Our Milky Way, for example, contains more than 200 billion stars and is about 100,000 light years across. That’s a pretty big galaxy, but it’s about 13.2 billion years old so it’s had plenty of time to amass all the material it needed to become such a large galaxy.

So shouldn’t the young, distant galaxies we can observe be small, massive, and teeming with star formation? If we look at the Milky Way as a model, they should be. But if all galaxies take a long time to mature, we shouldn’t be seeing massive young galaxies that appear to have already lived out their star-bearing years. Astronomers have seen galaxies as young as three billion years old that are not only more massive than we expect them to be at that age, but inactive as well.

The growth of massive elliptical galaxies takes billions of years. Image: NASA, ESA, S. Toft og A. Feild

The research team, led by Sune Toft, a professor at the Dark Cosmology Centre at the University of Copenhagen’s Niels Bohr Institute, decided to look even further back in time. The team theorized that the early universe was marked with galactic fusion, a process wherein galaxies smashed into one another, combining their material to become larger and more massive.
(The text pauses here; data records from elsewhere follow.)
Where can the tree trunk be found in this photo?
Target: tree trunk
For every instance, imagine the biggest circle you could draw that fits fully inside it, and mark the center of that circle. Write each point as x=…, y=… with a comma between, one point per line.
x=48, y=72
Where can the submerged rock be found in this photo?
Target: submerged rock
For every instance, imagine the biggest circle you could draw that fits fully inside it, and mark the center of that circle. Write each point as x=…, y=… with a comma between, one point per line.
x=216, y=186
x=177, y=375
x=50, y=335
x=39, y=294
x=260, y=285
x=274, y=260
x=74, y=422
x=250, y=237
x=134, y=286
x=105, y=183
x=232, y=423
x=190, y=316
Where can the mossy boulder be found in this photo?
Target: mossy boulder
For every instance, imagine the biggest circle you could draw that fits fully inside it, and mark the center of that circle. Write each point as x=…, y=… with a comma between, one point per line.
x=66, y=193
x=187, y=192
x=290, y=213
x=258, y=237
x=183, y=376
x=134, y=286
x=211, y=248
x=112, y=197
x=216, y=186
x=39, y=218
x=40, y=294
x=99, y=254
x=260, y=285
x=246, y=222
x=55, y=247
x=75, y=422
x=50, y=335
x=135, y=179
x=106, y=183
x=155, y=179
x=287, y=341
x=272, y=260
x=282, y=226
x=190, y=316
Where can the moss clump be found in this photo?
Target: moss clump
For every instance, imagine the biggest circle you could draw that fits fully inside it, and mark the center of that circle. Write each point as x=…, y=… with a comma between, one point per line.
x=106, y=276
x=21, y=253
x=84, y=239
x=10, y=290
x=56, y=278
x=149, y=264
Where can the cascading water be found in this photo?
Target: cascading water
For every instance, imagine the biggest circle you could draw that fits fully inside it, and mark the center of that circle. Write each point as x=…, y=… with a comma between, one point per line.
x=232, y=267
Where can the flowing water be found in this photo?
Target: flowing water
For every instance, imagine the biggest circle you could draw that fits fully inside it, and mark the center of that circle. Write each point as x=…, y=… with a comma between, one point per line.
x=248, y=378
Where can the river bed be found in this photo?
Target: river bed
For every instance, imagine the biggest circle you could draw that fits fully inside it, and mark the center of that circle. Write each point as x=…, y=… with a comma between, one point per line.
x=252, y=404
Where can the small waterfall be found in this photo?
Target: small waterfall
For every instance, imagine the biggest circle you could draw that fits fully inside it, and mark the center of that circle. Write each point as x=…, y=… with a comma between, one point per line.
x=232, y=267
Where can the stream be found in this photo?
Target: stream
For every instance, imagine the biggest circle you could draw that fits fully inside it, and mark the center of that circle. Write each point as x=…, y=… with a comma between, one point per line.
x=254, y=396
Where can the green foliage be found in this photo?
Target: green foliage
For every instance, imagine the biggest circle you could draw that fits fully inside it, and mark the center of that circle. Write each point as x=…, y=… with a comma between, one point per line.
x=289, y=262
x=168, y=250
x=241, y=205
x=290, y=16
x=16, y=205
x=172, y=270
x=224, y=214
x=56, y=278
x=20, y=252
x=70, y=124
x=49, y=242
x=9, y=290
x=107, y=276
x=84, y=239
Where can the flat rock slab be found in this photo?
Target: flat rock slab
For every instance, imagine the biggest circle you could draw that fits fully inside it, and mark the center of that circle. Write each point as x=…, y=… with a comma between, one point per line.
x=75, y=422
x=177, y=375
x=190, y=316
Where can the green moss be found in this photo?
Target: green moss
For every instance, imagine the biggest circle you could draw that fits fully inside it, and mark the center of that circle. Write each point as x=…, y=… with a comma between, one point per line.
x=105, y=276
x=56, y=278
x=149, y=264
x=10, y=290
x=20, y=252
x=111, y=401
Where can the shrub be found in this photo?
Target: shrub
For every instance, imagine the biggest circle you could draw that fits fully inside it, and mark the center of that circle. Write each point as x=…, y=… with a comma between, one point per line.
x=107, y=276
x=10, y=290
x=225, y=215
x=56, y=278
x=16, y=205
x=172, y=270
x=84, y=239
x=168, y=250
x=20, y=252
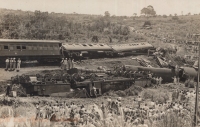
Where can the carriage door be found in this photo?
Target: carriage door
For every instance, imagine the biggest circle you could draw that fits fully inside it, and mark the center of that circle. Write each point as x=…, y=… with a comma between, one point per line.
x=43, y=90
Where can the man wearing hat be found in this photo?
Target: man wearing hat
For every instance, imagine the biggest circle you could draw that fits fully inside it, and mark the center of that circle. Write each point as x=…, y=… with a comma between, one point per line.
x=7, y=63
x=11, y=63
x=65, y=64
x=62, y=64
x=14, y=64
x=18, y=64
x=8, y=90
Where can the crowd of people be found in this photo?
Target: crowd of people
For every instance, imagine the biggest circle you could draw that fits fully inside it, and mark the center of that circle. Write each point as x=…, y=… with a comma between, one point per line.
x=137, y=113
x=67, y=64
x=12, y=64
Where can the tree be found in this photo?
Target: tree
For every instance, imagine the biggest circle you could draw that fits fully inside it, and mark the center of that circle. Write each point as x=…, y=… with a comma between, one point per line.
x=107, y=14
x=148, y=11
x=134, y=14
x=164, y=16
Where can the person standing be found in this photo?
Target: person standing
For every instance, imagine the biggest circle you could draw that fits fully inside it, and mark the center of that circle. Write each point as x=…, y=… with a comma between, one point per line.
x=69, y=64
x=14, y=64
x=65, y=64
x=62, y=64
x=72, y=63
x=80, y=57
x=160, y=80
x=8, y=90
x=7, y=63
x=11, y=63
x=18, y=64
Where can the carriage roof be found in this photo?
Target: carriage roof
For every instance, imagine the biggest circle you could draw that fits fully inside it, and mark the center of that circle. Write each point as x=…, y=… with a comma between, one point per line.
x=27, y=41
x=84, y=46
x=131, y=46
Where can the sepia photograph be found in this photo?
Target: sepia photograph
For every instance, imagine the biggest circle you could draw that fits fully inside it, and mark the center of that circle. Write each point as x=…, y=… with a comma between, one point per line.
x=99, y=63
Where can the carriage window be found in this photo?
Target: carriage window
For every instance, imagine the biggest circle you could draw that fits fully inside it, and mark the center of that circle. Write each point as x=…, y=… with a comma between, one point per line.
x=34, y=47
x=5, y=47
x=40, y=47
x=18, y=47
x=29, y=47
x=45, y=47
x=55, y=47
x=50, y=47
x=23, y=47
x=11, y=48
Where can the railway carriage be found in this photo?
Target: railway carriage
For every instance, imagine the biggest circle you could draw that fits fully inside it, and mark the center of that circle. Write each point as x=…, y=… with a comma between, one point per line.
x=132, y=48
x=41, y=50
x=87, y=50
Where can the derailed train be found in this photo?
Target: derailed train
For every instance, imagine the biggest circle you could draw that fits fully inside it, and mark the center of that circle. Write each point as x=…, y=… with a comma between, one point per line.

Astronomers already suspect galactic collisions are one explanation behind the different shapes of galaxies we see, those stretched them into elliptical shapes or pulled apart to develop spiral arms. Fusion between galaxies could account for the larger mass of these young galaxies, but it can’t account for the inactivity. There must have been something extreme in these galactic collisions that left them dead so early in their lives.

To answer the question of galactic inactivity, Toft and team turned to the behaviour of the gas in these early galaxies when they collided. Toft has studied submillimeter galaxies (SMGs), a class of galaxies marked by intense star formation that hidden beneath a thick layer of dust.

According to the research, when two gas-rich galaxies collide and merge, the gas from both is driven into the middle of the system where it begins a rapid period of star formation. The rapid creation of so many stars leaves the galaxy dense and starved for more gas from which to make new stars. The result is a larger young galaxy devoid of star formation.

Toft and team’s explanation might account some of the stranger galactic observations, but it’s possible another discovery or observation months or years from now will throw this latest idea for a loop. We’ll have to wait and see what kind of curveball our universe throws us next.

Correction 2/5: An earlier version of this post said “universes” in the headline, when the story is clearly about galaxies. This happened because the editor was listening to Powerman 5000 while writing. We regret the error.